Bristol Beer Factory’s Belgian Rye has a boozy fruit and flowerbed aroma and sits a slightly murky bronze in my glass.
Brewed with, “imported wet Belgian Trappist style yeast,” rye and a bunch of hops, the flavour is far from the, “ultimate balance of malt and hops and yeast.”
For a start there’s an alcohol burn that borders on the nasty.
Under it you can vaguely make out that earthy liquorice body that a Trappist style yeast (and why is it Trappist style yeast? That’s a weird description, no?) might give.

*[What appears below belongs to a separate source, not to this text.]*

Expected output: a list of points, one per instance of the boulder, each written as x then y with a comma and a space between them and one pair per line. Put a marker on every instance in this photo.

Think Rochefort 6 and divide it by three.
About like that.
There’s some toffee and a little meaty pumpernickel from the malts along with green herbal leaves, mandarins and lemongrass fro the hops, but there’s also a slightly unpleasant aftertaste that I can’t quite put my finger on, bordering on sour and acidic it scrapes away any of the sweet roundness that might otherwise have built this into a decent enough little beer.
Belgian Rye is not a terrible beer, and liking this brewery as much as I do, maybe I was just hoping for too much from this bottle.
But then it doesn’t half shout about how good it thinks it is.